Efficiently Flattening JSON Data in BigQuery: A Comprehensive Guide
Written on
Chapter 1: Introduction to JSON Flattening
Flattening JSON can often be a daunting task. Navigating through JSON structures to identify keys tends to be quite time-consuming. However, I have discovered a method that simplifies this process. In this guide, I will explain the concept from the ground up while keeping the information concise.
Basics of JSON Structure
JSON comprises two primary data types: Struct and Array. Flattening a struct is relatively easy, but arrays require un-nesting. In BigQuery, we can utilize the UNNEST function to flatten array data. A critical step is to identify all arrays within a JSON structure.
Under the INFORMATION_SCHEMA, there exists a system view known as COLUMN_FIELD_PATHS, which contains all keys of structs and arrays across all tables in a dataset. Below, I will outline the approach I used to leverage COLUMN_FIELD_PATHS.

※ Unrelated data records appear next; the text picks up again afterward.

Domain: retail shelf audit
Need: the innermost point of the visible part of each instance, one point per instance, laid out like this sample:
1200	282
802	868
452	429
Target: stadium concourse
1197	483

Step 1: Create a Sample JSON File
Begin by taking a sample of your JSON object and saving it as a file. You can find a sample file [here](#).

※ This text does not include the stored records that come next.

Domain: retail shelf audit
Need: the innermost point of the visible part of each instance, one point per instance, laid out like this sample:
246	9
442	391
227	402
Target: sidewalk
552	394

Step 2: Upload JSON to BigQuery
Next, upload your file to BigQuery using the manual upload method. Ensure you select the appropriate options during the upload process.
Step 3: Access Your JSON in BigQuery
Once your JSON is uploaded, it will be available in a BigQuery table using BigQuery’s native data types (struct and array).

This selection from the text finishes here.